This image of a dense cluster of galaxies was captured by NASA's Wide-field Infrared Survey Explorer, or WISE. The cluster, called Fornax because of its location in a constellation of the same name, is 60 million light-years from Earth, and is one of the closest galaxy clusters to the Milky Way. Clusters are large families of galaxies that are gravitationally bound together, containing enough matter to pull even distant galaxies toward them.
WISE's large field of view and multi-wavelength infrared sight allowed it to form this complete view of the cluster, containing dozens of bright galaxies and hundreds of smaller ones. Old stars show up at the shorter infrared wavelengths, color coded blue.
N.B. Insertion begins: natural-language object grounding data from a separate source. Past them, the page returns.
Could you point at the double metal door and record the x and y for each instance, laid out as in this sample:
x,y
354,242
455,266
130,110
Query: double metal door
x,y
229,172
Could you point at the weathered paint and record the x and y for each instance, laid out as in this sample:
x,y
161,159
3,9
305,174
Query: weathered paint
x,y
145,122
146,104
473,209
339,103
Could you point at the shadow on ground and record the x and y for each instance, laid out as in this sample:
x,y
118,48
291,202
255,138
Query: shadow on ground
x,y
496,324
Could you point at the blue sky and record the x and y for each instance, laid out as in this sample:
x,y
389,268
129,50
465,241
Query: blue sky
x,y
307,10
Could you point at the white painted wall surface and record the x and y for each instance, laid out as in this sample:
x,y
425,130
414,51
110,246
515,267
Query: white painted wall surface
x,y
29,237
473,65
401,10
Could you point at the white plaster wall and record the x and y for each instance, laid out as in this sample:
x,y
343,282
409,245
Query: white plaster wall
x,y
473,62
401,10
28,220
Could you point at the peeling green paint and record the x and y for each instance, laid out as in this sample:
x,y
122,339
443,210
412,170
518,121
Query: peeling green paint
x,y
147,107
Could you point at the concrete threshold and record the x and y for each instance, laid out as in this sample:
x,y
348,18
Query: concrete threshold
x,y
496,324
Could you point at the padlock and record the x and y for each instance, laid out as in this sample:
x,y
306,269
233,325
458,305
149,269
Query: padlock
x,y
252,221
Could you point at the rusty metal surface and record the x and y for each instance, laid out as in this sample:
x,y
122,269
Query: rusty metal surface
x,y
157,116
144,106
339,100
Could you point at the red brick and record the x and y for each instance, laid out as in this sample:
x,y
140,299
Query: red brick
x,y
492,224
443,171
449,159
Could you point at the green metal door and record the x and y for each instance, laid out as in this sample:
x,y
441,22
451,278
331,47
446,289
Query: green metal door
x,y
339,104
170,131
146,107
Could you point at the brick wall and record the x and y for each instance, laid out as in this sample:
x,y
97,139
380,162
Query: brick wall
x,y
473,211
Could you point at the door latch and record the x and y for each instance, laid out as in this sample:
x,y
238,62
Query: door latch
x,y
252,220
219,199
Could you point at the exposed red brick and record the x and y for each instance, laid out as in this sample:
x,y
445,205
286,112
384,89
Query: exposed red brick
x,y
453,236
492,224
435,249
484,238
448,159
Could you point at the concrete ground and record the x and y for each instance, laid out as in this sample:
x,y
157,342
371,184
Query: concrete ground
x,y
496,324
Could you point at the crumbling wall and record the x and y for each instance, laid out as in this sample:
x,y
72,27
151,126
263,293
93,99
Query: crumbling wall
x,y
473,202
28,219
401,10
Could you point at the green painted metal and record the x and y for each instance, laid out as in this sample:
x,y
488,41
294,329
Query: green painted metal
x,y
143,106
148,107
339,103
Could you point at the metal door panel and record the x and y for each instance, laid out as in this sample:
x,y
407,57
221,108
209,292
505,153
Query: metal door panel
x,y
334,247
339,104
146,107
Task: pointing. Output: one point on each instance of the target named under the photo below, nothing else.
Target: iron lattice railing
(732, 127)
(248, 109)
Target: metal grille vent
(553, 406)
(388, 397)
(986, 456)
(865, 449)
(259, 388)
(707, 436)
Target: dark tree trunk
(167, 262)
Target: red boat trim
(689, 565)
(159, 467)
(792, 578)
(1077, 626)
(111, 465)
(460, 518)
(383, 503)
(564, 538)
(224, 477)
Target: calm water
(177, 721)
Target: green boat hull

Dust heated by new generations of stars lights up at longer infrared wavelengths, colored red here.
The center of the cluster is dominated by the galaxy known as NGC 1399, a large spheroidal galaxy whose light is almost exclusively from old stars and thus appears blue. The most spectacular member of Fornax is the galaxy known as NGC 1365, a giant barred spiral galaxy, located in the lower right of the mosaic. Against a backdrop of blue light from old stars, the dusty spiral arms in NGC 1365 stand out. The arms contain younger stars that are heating up their dust-enshrouded birth clouds, causing them to glow at longer infrared wavelengths. This galaxy is one of only a few in the Fornax cluster where prolific star formation can be seen. WISE will search the sky out to distances of 10 billion light-years looking for the most luminous cousins of NGC 1365.
In this image, 3.4- and 4.6-micron light is colored blue; 12-micron light is green; and 22-micron light is red.